Crossroads Research

Lecture Series: Configurations of Spanish and Portuguese America in Jesuit Cartographic Works in the Late Ming Period (17th century), by Ana Carolina Hosne

March 24 2023, 15:00 CET. Hybrid: In person at KU Leuven, Erasmushuis, LET 5.15 and online via Zoom.

It is a well-known fact that Jesuit missionaries in China engaged in cartographic and geographic knowledge production, among other fields, and elaborated different world maps with the help of their Chinese collaborators, friends and protectors. Representations of Spanish and Portuguese America in these maps drew on, to a great extent, European cartographic sources, travel accounts and Jesuit works on those parts of the world. Geographic locations and descriptions were sometimes paired with more or less detailed information regarding the local populations, their customs, beliefs, social organization, and local products, among other aspects. This lecture proposes to examine the selections, omissions and misconceptions in the Jesuit interpretation of these European sources, as well as the translation processes involved in these configurations of Spanish and Portuguese America on Chinese soil.

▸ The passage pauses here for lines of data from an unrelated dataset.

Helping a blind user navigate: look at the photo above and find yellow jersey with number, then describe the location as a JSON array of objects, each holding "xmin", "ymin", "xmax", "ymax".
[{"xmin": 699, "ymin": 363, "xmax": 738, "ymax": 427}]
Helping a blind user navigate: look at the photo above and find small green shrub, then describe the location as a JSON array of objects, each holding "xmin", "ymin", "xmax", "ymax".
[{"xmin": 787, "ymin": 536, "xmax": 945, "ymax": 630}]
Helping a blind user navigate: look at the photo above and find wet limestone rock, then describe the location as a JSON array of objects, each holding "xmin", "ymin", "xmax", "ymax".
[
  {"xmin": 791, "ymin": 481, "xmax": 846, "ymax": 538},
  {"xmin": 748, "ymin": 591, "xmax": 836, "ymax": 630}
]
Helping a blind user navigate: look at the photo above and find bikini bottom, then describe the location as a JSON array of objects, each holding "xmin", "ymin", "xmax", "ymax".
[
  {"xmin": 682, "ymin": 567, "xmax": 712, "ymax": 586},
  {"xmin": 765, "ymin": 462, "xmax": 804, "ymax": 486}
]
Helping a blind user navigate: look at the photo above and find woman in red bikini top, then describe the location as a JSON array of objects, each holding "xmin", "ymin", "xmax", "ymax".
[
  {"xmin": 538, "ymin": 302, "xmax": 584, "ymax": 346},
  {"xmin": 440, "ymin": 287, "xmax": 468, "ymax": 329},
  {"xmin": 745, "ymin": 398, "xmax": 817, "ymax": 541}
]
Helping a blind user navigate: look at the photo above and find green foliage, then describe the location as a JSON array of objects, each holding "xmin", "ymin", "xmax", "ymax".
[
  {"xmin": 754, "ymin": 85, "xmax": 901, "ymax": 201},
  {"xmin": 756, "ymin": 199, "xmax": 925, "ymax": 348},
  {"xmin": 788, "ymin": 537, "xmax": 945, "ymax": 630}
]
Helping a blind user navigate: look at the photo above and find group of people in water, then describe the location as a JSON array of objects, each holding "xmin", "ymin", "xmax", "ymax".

Ana Carolina Hosne is Associate Researcher at the National Council for Scientific Research (CONICET), Argentina. She specializes in early modern mission history, cultural exchanges between China, Europe and colonial Latin America in the early modern period with a special focus on Jesuit missions. Before this position, she was EURIAS fellow at the Paris Institute for Advanced Studies and, previously, Marie Curie Fellow at the University of Heidelberg. She has been appointed Visiting fellow at the Center for Chinese Studies (Taiwan), The Ricci Institute for Chinese-Western Cultural Exchange (California), Harvard University, and Indiana University, among other institutions. She is author of The Jesuit Missions to China and Peru. Expectations and Appraisals of Expansionism, 1570-1610 (Oxon: Routledge, 2013), co-editor of the volume Imagined Peripheries. “Barbarians” in East Asia, from antiquity through the imperial era, to be published by the University of Costa Rica Press (forthcoming in March 2022), and of many articles in international peer-reviewed journals.